Grokking-Deep-Learning icon indicating copy to clipboard operation
Grokking-Deep-Learning copied to clipboard

Chapter 5: weight_deltas calculation in case of multiple inputs and multiple outputs

Open dimchansky opened this issue 5 years ago • 3 comments

weight_deltas are calculated in this way:

[ [input[0] * delta[0], input[0] * delta[1], input[0] * delta[2]],
  [input[1] * delta[0], input[1] * delta[1], input[1] * delta[2]],
  [input[2] * delta[0], input[2] * delta[1], input[2] * delta[2]] ]

but should be transposed:

[ [input[0] * delta[0], input[1] * delta[0], input[2] * delta[0]],
  [input[0] * delta[1], input[1] * delta[1], input[2] * delta[1]],
  [input[0] * delta[2], input[1] * delta[2], input[2] * delta[2]] ]
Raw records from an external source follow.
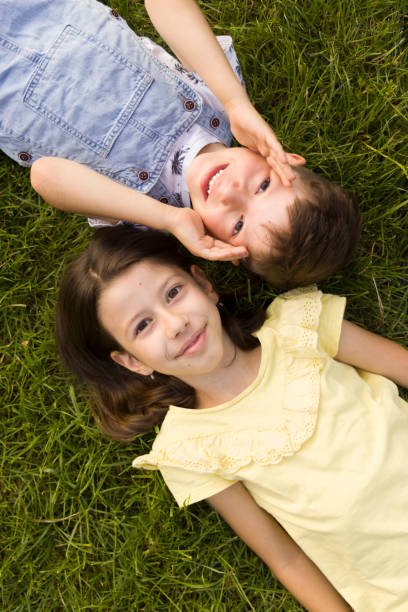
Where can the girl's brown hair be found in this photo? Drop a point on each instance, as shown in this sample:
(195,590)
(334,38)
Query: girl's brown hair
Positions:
(124,403)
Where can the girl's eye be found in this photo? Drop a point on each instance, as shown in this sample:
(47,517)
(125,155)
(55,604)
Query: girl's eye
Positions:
(238,227)
(173,293)
(141,326)
(264,186)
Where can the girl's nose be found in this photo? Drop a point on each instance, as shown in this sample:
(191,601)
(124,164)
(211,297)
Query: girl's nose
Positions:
(175,324)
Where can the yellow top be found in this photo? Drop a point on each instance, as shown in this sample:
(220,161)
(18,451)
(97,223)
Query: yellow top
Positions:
(320,445)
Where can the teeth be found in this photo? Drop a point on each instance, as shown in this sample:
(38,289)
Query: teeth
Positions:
(211,183)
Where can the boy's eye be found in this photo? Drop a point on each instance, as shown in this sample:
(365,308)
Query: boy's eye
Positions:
(238,227)
(141,326)
(173,293)
(264,186)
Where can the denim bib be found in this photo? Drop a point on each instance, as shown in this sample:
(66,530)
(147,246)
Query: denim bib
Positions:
(76,82)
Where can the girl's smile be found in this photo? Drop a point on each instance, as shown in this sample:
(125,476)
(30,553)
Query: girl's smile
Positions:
(165,320)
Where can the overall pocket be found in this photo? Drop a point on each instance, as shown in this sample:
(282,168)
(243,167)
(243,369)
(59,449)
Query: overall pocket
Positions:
(86,89)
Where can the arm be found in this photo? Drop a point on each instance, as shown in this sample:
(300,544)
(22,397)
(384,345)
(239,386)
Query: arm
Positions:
(373,353)
(199,51)
(76,188)
(277,549)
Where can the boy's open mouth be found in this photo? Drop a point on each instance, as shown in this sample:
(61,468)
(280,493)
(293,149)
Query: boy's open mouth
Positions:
(210,178)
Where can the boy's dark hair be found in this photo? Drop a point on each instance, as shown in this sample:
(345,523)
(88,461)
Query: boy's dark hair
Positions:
(324,231)
(124,403)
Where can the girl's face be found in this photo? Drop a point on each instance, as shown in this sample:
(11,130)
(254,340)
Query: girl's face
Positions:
(164,319)
(238,196)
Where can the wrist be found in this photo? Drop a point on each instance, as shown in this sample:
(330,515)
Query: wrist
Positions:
(236,100)
(169,219)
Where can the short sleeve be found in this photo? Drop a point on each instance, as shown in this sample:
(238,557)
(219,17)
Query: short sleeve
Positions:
(190,487)
(330,322)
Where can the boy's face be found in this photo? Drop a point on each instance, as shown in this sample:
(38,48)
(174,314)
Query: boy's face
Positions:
(238,196)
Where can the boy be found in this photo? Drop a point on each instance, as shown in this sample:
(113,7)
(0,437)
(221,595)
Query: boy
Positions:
(128,110)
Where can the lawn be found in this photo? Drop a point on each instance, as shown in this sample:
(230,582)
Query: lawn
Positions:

otherwise weights are updated incorrectly.

Current code:

import numpy as np
def outer_prod(a, b):
    
    # just a matrix of zeros
    out = np.zeros((len(a), len(b)))

    for i in range(len(a)):
        for j in range(len(b)):
            out[i][j] = a[i] * b[j]
    return out

weight_deltas = outer_prod(input,delta)

PR should fix the issue: #22

dimchansky avatar Aug 31 '19 22:08 dimchansky

@iamtrask but in fact, the code proposed in the book seems difficult to understand. I think it would be much clearer to write it just like this:

weight_deltas = [ele_mul(d,input) for d in delta]

dimchansky avatar Aug 31 '19 22:08 dimchansky

I second this. The weight_delta matrix should have the same number of columns as the length of the "input" vector. It should be

weight_deltas = outer_prod(delta,input).

PeterGanZW avatar Feb 08 '20 08:02 PeterGanZW

I second this. The weight_delta matrix should have the same number of columns as the length of the "input" vector. It should be

weight_deltas = outer_prod(delta,input).

@PeterGanZW Yep, I proposed the same changes in PR: #22

dimchansky avatar Feb 11 '20 17:02 dimchansky